Le taux de pauvreté se réfère à un seuil «absolu»: sont considérées comme pauvres les personnes qui n’ont pas les moyens financiers d’acquérir les biens et services nécessaires à une vie sociale intégrée. Le seuil de pauvreté utilisé a été calculé d’après les normes de la Conférence suisse des institutions d’action sociale (CSIAS), couramment utilisées pour mesurer le droit à l’aide sociale en Suisse. Un taux de pauvreté ainsi défini est un ordre de grandeur approprié pour la politique sociale, car le soutien financier octroyé aux personnes ou aux ménages se traduit directement par une réduction mesurable de la pauvreté.

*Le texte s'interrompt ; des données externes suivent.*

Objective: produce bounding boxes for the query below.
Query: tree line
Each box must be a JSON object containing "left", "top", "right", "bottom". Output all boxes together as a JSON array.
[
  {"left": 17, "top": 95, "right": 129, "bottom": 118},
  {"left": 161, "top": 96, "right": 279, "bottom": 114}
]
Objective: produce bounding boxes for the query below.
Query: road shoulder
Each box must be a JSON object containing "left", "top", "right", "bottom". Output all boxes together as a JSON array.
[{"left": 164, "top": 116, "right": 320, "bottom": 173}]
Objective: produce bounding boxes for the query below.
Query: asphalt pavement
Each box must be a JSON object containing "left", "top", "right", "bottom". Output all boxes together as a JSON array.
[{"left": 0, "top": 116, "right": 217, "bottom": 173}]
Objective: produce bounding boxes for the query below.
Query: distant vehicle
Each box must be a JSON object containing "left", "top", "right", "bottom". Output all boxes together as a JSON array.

Le taux de risque de pauvreté se réfère à un seuil «relatif»: sont considérées comme à risque de pauvreté les personnes vivant dans un ménage dont le revenu est sensiblement inférieur au niveau habituel des revenus dans le pays considéré. La pauvreté est donc envisagée comme une forme d’inégalité. En effet, le fait qu’une personne soit considérée comme à risque de pauvreté ne dépend pas uniquement de sa situation économique propre (respectivement de celle du ménage), mais également de celle des autres personnes vivant dans le pays concerné. Comme cet indicateur peut être calculé partout de la même manière, indépendamment de facteurs propres à un pays, telle que la législation sociale, il est approprié pour les comparaisons internationales.

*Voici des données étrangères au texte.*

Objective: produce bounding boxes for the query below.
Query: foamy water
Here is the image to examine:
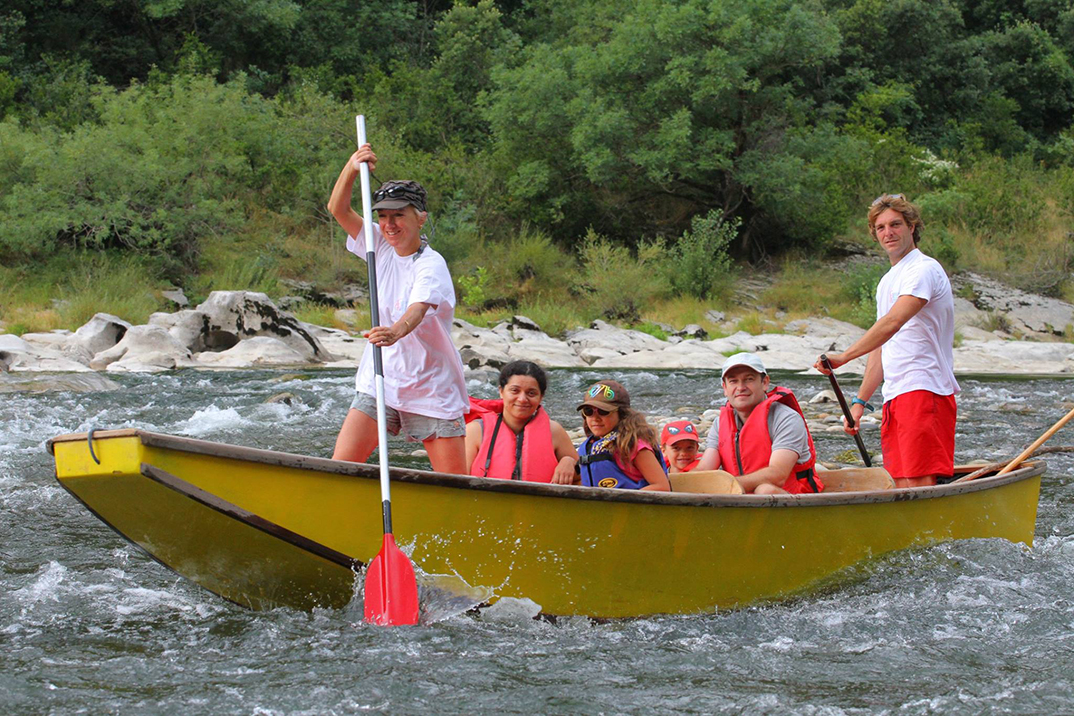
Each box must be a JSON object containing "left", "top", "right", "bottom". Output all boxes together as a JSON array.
[{"left": 0, "top": 371, "right": 1074, "bottom": 714}]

Les deux concepts tiennent compte des différentes sources de revenu des ménages, mais pas de leur fortune éventuelle (pauvreté en termes de revenu).
Une personne est en situation de privation matérielle et sociale si elle est confrontée à un manque, pour des raisons financières, dans au moins cinq des treize domaines de la vie quotidienne dans lesquels la population européenne considère qu’il est souhaitable, voire essentiel, d’être satisfait pour avoir un niveau de vie décent. La privation matérielle et sociale sévère est définie comme un manque dans au moins sept des treize domaines considérés.
Les domaines considérés au niveau du ménage sont les suivants:
• Absence d’arriérés de paiements (factures de loyer ou d’intérêts hypothécaires pour le domicile principal, de factures d’eau, d’électricité, de gaz et de chauffage, ainsi que les remboursements de crédits)
• Capacité à faire face à une dépense inattendue de 2500 francs dans un délai d'un mois
• Capacité à s’offrir chaque année une semaine de vacances hors de son domicile
• Capacité à s’offrir un repas composé de viande, poisson ou équivalent végétarien au moins tous les deux jours
• Capacité à chauffer convenablement son domicile
• Disposer d'une voiture à usage privé
• Remplacer ses meubles usés
Les domaines considérés au niveau individuel sont les suivants:
• Avoir accès à Internet à domicile (y c. smartphone, tablette etc.)
• Remplacer des vêtements usés par quelques vêtements neufs
• Possession de deux paires de chaussures de la bonne pointure dont une adaptée à tous les temps
• Dépenser une petite somme d'argent chaque semaine pour soi-même, sans avoir à consulter un autre membre du ménage
• S’offrir régulièrement une activité de loisirs payante
• Se réunir en famille ou entre amis autour d’un verre ou un repas au moins une fois par mois.
Les personnes actives occupées correspondent aux personnes âgées de 18 ans et plus qui, l'année précédant l'enquête, ont eu une activité dépendante ou indépendante durant plus de la moitié des mois (statut d’activité le plus fréquent).